Trading is a game of mind. Sometimes when people make profit, they become overconfident and trade too much to make even more money. What they forget is more trades increase the chances of loss as well. Same way when there is a loss people get into revenge trading and end up trading too much. This most of the times leads to total loss of capital.

7. Prepare your trading rules

Whatever trading system and program you use, label major and minor support and resistance levels on the charts, set alerts for entry and exit signals and make sure all signals can be easily seen or detected with a clear visual or auditory signal.

8. Analyse performance

After each trading day, adding up the profit or loss is secondary to knowing the why and how. Write down your conclusions in your trading journal so you can reference them later. Remember, there will always be losing trades. What you want is a trading plan that wins over the longer term.

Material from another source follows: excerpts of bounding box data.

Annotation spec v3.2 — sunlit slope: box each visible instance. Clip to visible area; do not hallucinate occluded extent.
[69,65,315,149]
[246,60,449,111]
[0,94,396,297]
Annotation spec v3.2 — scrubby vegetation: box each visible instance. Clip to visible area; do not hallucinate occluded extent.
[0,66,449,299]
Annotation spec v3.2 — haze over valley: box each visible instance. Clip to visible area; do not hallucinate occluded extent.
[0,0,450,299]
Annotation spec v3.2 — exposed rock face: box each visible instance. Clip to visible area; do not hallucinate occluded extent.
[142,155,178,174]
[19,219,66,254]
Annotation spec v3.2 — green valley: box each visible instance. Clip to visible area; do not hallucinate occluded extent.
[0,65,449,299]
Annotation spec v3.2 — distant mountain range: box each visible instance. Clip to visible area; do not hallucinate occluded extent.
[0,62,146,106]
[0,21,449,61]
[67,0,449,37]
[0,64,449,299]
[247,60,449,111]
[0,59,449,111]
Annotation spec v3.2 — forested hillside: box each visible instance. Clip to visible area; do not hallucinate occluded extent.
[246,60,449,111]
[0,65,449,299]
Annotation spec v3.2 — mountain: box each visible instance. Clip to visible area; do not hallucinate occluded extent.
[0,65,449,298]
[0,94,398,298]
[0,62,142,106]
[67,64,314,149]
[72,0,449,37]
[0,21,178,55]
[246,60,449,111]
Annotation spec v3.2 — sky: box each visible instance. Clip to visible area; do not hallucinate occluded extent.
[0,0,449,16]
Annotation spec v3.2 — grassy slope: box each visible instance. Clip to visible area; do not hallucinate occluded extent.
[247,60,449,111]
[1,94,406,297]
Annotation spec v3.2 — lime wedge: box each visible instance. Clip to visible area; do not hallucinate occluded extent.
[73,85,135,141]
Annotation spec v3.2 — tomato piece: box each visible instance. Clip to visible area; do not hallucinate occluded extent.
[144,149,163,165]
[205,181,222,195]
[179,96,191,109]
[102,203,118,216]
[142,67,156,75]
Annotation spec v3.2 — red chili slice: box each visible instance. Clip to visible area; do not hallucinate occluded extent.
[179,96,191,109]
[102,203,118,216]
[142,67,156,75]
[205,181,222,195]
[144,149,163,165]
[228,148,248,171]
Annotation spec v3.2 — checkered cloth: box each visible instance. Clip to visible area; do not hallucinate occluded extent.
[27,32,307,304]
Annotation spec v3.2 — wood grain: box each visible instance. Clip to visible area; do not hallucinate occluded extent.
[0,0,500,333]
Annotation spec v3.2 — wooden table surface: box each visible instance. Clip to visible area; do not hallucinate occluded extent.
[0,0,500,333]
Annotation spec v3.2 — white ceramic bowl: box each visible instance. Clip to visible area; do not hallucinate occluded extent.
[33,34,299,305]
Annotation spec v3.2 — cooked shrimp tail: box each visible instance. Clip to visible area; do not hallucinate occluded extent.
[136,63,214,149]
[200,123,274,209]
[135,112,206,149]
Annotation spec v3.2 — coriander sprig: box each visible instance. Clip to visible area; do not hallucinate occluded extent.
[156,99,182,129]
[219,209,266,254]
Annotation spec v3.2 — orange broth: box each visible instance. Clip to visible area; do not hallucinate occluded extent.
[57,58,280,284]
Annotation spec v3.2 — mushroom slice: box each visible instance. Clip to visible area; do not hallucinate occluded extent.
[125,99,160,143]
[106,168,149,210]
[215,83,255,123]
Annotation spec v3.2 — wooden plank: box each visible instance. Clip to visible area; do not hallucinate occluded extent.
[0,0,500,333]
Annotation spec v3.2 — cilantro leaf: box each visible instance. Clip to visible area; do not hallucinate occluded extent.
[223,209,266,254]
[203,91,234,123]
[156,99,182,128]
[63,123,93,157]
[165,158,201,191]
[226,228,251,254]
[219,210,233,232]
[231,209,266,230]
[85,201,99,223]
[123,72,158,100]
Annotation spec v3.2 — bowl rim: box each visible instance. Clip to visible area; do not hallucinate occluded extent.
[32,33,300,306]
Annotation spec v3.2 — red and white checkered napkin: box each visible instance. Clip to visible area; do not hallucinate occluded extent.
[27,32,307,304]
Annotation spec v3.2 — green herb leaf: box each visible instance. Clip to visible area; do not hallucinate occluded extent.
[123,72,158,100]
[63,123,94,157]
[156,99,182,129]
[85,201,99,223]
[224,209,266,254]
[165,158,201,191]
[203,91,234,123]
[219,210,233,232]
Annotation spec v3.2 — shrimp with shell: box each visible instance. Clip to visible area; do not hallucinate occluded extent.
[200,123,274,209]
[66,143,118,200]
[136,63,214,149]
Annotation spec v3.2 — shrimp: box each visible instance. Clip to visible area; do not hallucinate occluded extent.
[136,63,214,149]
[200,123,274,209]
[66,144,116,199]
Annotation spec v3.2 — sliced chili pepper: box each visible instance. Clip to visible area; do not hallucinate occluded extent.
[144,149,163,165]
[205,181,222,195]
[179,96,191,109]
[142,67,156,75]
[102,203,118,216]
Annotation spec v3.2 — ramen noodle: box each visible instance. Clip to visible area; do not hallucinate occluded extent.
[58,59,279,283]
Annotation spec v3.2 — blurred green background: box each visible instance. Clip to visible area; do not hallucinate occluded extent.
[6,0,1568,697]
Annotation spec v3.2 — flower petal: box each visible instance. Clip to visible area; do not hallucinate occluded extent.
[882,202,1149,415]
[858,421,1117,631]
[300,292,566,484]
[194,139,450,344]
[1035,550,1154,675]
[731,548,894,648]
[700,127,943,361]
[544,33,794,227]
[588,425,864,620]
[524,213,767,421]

9. What is the best stock broker for you?

Lastly there are many stock brokers. Decide whether you need a full-service broker who will also provide you an individual relationship manager, or you can work with a discount broker. I have worked with both. Since it is a matter of money and some times customer service lines are too busy, I prefer a full-service broker. My RM is some one I can see and talk to. He can solve my problems far better than a customer support representative.

Things to remember:

  1. Have a trading plan.
  2. Use right technology and tolls.
  3. Learn to read charts accurately.
  4. Have a proper risk management policy.
  5. Choose the right broker.

The Bottom Line

Successful practice trading does not guarantee that you will find success when you begin trading with real money. But practice always makes a man perfect. Thus stock trading for beginners in India have become a level playing field for everyone. This is when emotions come into play. But successful practice trading does give the trader confidence in the system they are using, if the system is generating positive results in a practice environment. Deciding on a system is less important than gaining enough skill to make trades without second-guessing or doubting the decision. Confidence is the key.